All students are required to read, know, and comply with the Johns Hopkins University Krieger School of Arts and Sciences (KSAS) / Whiting School of Engineering (WSE) Procedures for Handling Allegations of Misconduct by Full-Time and Part-Time Graduate Students. This policy prohibits academic misconduct, including but not limited to the following: cheating or facilitating cheating; plagiarism; reuse of assignments; unauthorized collaboration; alteration of graded assignments; and unfair competition. Course materials (old assignments, texts, or examinations, etc.) should not be shared unless authorized by the course instructor. Any questions related to this policy should be directed to EP’s academic integrity officer at ep-academic-integrity@jhu.edu.
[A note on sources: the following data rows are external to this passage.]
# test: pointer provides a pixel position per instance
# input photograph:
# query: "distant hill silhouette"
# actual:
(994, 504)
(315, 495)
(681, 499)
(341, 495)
Students with Disabilities - Accommodations and Accessibility

Johns Hopkins University values diversity and inclusion. We are committed to providing welcoming, equitable, and accessible educational experiences for all students. Our courses are designed with a proactive approach to accessibility to minimize the need for disability disclosure and accommodation requests, but we recognize that you may need additional support. Students with disabilities (including those with psychological conditions, medical conditions, and temporary disabilities) can request accommodations for this course by providing an Accommodation Letter issued by Student Disability Services (SDS). Please request accommodations for this course as early as possible to provide time for effective communication and arrangements.  For further information or to start the process of requesting accommodations, please contact EP Student Disability Services at ep-disability-svcs@jhu.edu

Student Conduct Code

The fundamental purpose of the JHU regulation of student conduct is to promote and to protect the health, safety, welfare, property, and rights of all members of the University community as well as to promote the orderly operation of the University and to safeguard its property and facilities. As members of the University community, students accept certain responsibilities which support the educational mission and create an environment in which all students are afforded the same opportunity to succeed academically. For a full description of the code please visit the Student Conduct Code website.

Classroom Climate

JHU is committed to creating a classroom environment that values the diversity of experiences and perspectives that all students bring. Everyone has the right to be treated with dignity and respect. Fostering an inclusive climate is important. Research and experience show that students who interact with peers who are different from themselves learn new things and experience tangible educational outcomes. At no time in this learning process should someone be singled out or treated unequally on the basis of any seen or unseen part of their identity. If you have concerns in this course about harassment, discrimination, or any unequal treatment, or if you seek accommodations or resources, please reach out to the course instructor directly. Reporting will never impact your course grade. You may also share concerns with your program chair, the Assistant Dean for Diversity and Inclusion, or the Office of Institutional Equity. In handling reports, people will protect your privacy as much as possible, but faculty and staff are required to officially report information for some cases (e.g. sexual harassment).

Course Auditing

When a student enrolls in an EP course with “audit” status, the student must reach an understanding with the instructor as to what is required to earn the “audit.” If the student does not meet those expectations, the instructor must notify the EP Registration Team (EP-Registration@exchange.johnshopkins.edu) in order for the student to be retroactively dropped or withdrawn from the course (depending on when the "audit" was requested and in accordance with EP registration deadlines). All lecture content will remain accessible to auditing students, but access to all other course material is left to the discretion of the instructor.